Comment by jerf
I think the "push for loops down" is missing a bit of detail about the why. The author alludes to "superior performance" but I don't think makes it clear how that can happen.
Vectorization is a bit obscure and a lot of coders aren't worried about whether their code vectorizes, but there's a much more common example that I have seen shred the performance of a lot of real-world code bases and HTTP APIs, which is functions (including APIs) that take only a single thing when they should take the full list.
Suppose we have posts in a database, like for a forum or something. Consider the difference between:
posts = {}
for id in postIDs:
post[id] = fetchPost(id)
versus posts = fetchPosts(postIDs)
fetchPost and fetchPosts both involve hitting the database. The singular version means that the resulting SQL will, by necessity, only have the one ID in it, and as a result, a full query will be made per post. This is a problem because it's pretty likely here that fetching a post is a very fast (indexed) operation, so the per-query overhead is going to hit you hard.The plural "fetchPosts", on the other hand, has all the information necessary to query the DB in one shot for all the posts, which is going to be much faster. An architecture based on fetching one post at a time is intrinsically less performant in this case.

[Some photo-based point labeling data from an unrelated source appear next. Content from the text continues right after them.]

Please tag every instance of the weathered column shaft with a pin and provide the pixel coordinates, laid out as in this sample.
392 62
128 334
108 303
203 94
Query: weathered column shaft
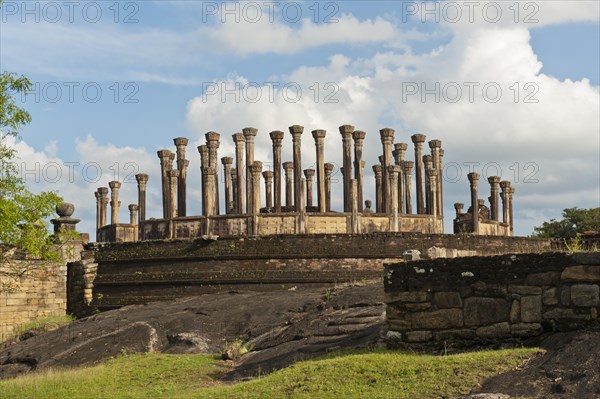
473 180
296 132
268 176
277 138
165 166
319 136
359 136
239 141
249 135
408 167
328 174
346 132
494 184
142 180
289 188
227 162
377 169
309 173
387 140
418 140
182 166
114 201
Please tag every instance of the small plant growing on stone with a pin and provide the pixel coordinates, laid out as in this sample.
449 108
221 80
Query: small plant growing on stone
236 349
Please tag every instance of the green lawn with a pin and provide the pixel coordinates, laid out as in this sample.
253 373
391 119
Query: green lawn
374 374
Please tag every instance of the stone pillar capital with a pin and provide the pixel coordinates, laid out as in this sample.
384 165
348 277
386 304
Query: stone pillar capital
386 135
494 181
180 141
227 161
358 136
418 139
473 178
435 144
249 133
296 131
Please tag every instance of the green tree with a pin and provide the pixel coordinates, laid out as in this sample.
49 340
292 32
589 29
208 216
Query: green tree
575 220
23 214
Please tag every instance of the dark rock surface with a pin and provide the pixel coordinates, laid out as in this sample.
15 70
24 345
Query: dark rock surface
282 327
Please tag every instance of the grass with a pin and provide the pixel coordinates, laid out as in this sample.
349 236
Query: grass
372 374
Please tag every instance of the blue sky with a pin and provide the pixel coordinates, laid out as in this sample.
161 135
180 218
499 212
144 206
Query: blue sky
158 63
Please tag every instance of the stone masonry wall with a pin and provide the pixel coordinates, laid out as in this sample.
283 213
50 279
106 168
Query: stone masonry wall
41 292
495 297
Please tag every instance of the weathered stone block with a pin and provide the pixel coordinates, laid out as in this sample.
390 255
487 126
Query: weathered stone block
547 278
531 309
526 329
585 295
524 290
437 319
419 336
407 296
445 300
515 311
576 274
499 330
550 296
482 311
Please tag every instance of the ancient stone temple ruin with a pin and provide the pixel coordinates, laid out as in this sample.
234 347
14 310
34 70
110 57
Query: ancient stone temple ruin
290 206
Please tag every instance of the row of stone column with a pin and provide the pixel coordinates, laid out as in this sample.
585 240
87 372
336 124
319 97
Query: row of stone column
506 195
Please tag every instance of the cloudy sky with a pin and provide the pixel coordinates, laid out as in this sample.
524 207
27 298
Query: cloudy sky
510 87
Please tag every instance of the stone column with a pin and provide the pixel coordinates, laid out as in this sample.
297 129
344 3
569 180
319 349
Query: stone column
473 180
458 207
114 201
505 186
309 173
277 138
234 190
103 191
268 176
227 162
346 132
208 196
358 136
256 170
142 180
182 165
418 140
204 163
288 167
319 136
173 179
165 166
427 166
387 140
133 210
377 169
436 147
511 191
328 173
212 141
494 183
249 135
296 132
408 166
393 171
400 153
239 141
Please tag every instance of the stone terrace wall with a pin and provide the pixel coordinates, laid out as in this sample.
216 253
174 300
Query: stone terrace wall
492 297
140 272
41 292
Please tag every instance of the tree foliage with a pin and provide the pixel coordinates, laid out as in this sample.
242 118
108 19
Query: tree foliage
575 221
23 214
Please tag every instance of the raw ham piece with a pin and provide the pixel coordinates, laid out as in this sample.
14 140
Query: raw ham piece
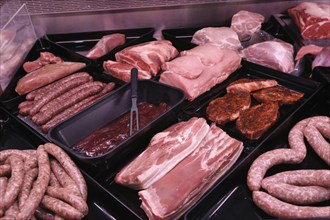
178 190
273 54
245 23
312 19
165 150
148 56
209 77
223 37
122 71
105 45
323 58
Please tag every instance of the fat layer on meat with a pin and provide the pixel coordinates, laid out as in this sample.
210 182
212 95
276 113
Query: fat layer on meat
165 150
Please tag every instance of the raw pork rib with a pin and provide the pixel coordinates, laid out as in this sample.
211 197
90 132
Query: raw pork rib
165 150
105 45
274 54
223 37
210 76
312 19
148 56
122 71
178 190
245 23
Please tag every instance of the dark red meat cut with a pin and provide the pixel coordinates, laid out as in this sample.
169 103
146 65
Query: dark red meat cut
228 107
277 94
255 121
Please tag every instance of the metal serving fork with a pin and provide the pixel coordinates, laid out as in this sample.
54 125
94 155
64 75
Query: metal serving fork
134 109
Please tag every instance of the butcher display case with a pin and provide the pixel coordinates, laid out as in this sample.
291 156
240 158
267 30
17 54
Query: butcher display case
70 29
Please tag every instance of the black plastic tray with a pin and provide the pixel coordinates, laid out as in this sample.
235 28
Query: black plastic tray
110 108
10 98
101 204
84 41
223 201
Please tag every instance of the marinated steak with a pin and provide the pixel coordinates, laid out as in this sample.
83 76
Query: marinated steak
228 107
255 121
277 94
249 85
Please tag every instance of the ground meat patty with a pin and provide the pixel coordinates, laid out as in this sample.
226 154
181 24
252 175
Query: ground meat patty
249 85
228 107
255 121
277 94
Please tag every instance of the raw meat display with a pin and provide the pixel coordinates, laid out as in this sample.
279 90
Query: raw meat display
273 54
196 83
172 195
223 37
105 45
147 57
180 140
312 19
45 75
255 121
245 23
277 94
228 107
249 85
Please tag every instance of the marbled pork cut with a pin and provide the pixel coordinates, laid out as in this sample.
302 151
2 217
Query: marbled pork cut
223 37
179 189
165 150
312 19
273 54
210 76
245 23
122 71
148 56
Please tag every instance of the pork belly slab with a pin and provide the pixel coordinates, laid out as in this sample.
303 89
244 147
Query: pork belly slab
195 84
165 150
179 189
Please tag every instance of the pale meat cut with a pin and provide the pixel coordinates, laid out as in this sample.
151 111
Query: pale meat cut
209 77
148 56
274 54
249 85
105 45
185 184
245 23
223 37
122 71
312 19
165 150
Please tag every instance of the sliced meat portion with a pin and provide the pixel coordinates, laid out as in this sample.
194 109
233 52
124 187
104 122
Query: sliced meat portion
178 190
277 94
312 19
223 37
228 107
148 56
106 44
165 150
249 85
46 75
255 121
245 23
274 54
122 71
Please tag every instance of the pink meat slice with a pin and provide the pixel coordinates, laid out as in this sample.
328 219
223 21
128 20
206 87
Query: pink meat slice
210 76
165 150
223 37
105 45
148 56
274 54
122 71
245 23
178 190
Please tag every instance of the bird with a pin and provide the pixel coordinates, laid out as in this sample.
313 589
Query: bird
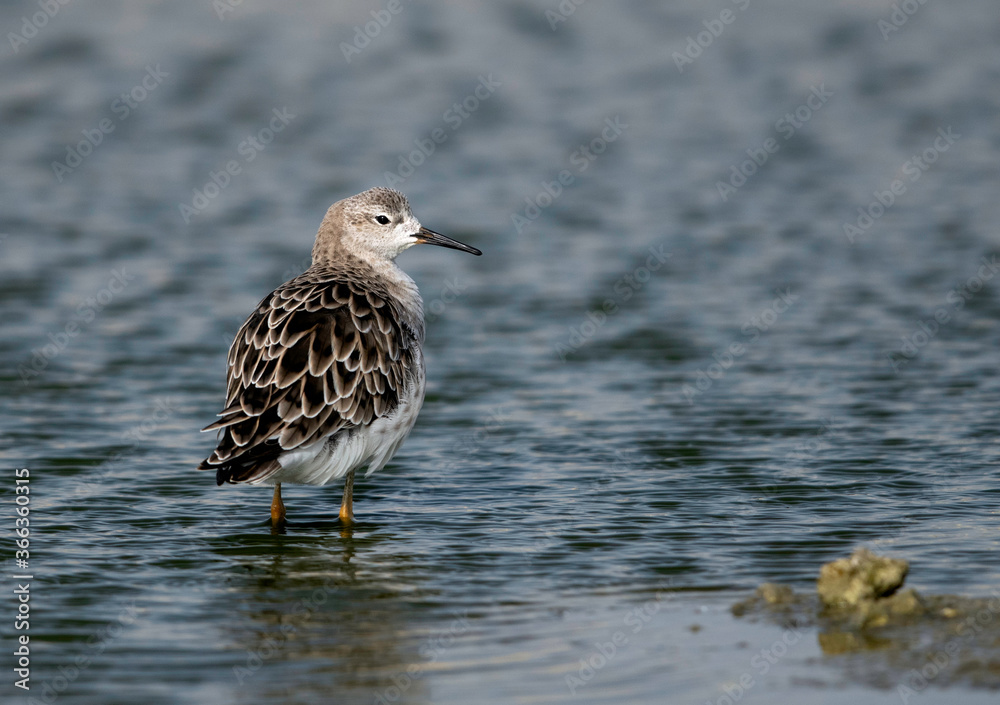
327 374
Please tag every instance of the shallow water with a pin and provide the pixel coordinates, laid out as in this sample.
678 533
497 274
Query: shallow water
644 398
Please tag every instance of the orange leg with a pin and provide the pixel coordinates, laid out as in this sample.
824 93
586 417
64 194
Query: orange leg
347 505
277 506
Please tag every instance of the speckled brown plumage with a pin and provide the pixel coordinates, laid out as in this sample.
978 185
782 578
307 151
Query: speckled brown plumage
320 354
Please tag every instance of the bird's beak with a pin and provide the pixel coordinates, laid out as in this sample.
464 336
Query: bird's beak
429 237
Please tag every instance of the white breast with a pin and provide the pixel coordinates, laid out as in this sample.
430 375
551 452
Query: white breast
372 446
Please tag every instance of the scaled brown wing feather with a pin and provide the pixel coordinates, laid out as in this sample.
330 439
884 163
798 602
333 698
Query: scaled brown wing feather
317 356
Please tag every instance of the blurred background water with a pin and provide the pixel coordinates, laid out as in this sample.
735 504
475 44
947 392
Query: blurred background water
662 385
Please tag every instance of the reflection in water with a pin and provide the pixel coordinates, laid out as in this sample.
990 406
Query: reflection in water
328 614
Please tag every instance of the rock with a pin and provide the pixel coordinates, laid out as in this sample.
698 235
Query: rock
863 577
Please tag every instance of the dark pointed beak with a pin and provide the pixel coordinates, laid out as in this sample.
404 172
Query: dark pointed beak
429 237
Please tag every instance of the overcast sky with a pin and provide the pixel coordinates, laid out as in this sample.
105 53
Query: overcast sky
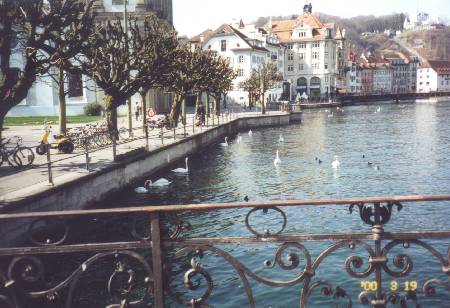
194 16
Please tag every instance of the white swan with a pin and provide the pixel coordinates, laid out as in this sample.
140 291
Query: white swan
160 183
182 170
143 190
335 164
277 159
225 144
239 138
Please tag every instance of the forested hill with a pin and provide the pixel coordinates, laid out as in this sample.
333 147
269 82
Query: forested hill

This opens up even more in the HTTP API world, where a single query is generally of even higher overhead than a DB query. I think the most frequent mistake I see in HTTP API design (at least, ignoring quibbling about which method and error code scheme to use) is providing APIs that operate on one thing at a time when the problem domain naturally lends itself to operating on arrays (or map/objects/dicts) at a time. It's probably a non-trivial part of the reason why so many web sites and apps are so much slower than they need to be.
I find it is often easy to surprise other devs with how fast your system works. This is one of my "secrets" (please steal it!); you make sure you avoid as many "per-thing" penalties as possible by keeping sets of things together as long as possible. The "per-thing" penalties can really sneak up on you. Like nested for loops, they can easily start stacking up on you if you're not careful, as the inability to fetch all the posts at once further cascades in to you then, say, fetching user avatars one-by-one in some other loop, and then a series of other individual queries. Best part is, profiling may make it look like the problem is the DB because "the DB is taking a long time to serve this" because profiles are not always that good at turning up that your problem is per-item overhead rather than the amount of real work being done.
The worst / most amusing example of this I've seen in the wild was a third party line of business application that was sequentially triaging "pending tasks" to assign priority/to workers.
Our cloud provider had an aircon/overheating incident in the region we were using, and after it was resolved network latency between the database and application increased by a few milliseconds. Turns out if you multiply that by a few million/fast arrival rate you get a significant amount of time, and the pending tasks queue backs up causing the high priority tasks to be delayed.
Based on the traces we had it looked like a classic case of "ORM made it easy to do it this way, and it works fine until it doesn't" but was unfortunately out of our control being a third party product.
If they'd fetched/processed batches of tasks from the database instead I'm confident it wouldn't have been an issue.